Un episodio di violenza scuote Milano. Nella stazione della metropolitana Duomo si è consumato un grave episodio di aggressione ai danni di una ragazza di 23 anni, ferita al viso con un'arma da taglio. Autore del gesto un uomo di 27 anni di nazionalità algerina, fermato dalla Polizia locale subito dopo i fatti e accusato di sfregio permanente al volto.

Secondo la ricostruzione emersa dalle testimonianze, tutto sarebbe partito da un banale malinteso. L'aggressore avrebbe rivolto alla giovane una domanda provocatoria: «Perché mi stai guardando?». La ragazza avrebbe cercato di chiarire dicendo di non essersi rivolta a lui, ma di stare conversando con un'amica che si trovava nelle vicinanze. Un tentativo, quello della vittima, di placare la tensione e di evitare il peggio, che si è però rivelato vano.

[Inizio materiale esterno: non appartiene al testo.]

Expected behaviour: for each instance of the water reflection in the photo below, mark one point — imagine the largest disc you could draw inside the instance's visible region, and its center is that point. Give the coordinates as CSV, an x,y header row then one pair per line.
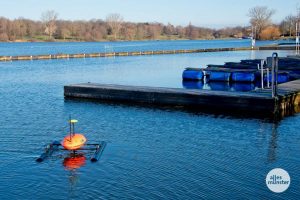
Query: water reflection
x,y
273,143
72,163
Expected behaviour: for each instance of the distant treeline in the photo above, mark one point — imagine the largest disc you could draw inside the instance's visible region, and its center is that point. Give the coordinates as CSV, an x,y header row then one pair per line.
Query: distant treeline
x,y
99,30
49,28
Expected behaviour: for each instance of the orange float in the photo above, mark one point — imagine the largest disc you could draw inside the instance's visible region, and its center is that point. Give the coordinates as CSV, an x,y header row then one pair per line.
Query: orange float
x,y
73,141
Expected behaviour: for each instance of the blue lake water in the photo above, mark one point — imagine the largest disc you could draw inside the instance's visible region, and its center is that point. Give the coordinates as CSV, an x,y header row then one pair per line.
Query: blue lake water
x,y
151,152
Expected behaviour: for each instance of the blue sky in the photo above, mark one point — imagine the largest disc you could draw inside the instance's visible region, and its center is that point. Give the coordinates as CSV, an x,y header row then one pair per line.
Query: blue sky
x,y
208,13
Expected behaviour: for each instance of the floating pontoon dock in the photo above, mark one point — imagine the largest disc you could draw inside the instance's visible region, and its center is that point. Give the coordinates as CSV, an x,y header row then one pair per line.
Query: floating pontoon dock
x,y
135,53
259,101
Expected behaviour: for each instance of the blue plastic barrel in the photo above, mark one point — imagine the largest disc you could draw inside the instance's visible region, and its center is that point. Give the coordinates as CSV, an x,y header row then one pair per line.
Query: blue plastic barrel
x,y
190,74
219,76
243,77
188,84
281,78
243,87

A seguito dell'arresto, la procura della Repubblica ha sottoposto il fascicolo alla magistratura per la convalida del fermo e per la decisione sulla custodia cautelare. Nel documento firmato dalla sostituto procuratore Simona Ferraiuolo emerge un quadro particolarmente preoccupante: l'uomo viene descritto come soggetto potenzialmente pericoloso, con rischio concreto di ripetere comportamenti violenti. Sulla base di questa valutazione, la procura ha chiesto l'immediato rinvio in carcere in attesa del processo.

L'episodio ha riacceso l'attenzione sulla sicurezza nei trasporti pubblici milanesi. La vittima, una giovane donna marocchina, è stata soccorsa e medicata per le lesioni riportate. Le indagini proseguono per ricostruire nel dettaglio la dinamica dei fatti e per escludere altri episodi riconducibili al medesimo soggetto.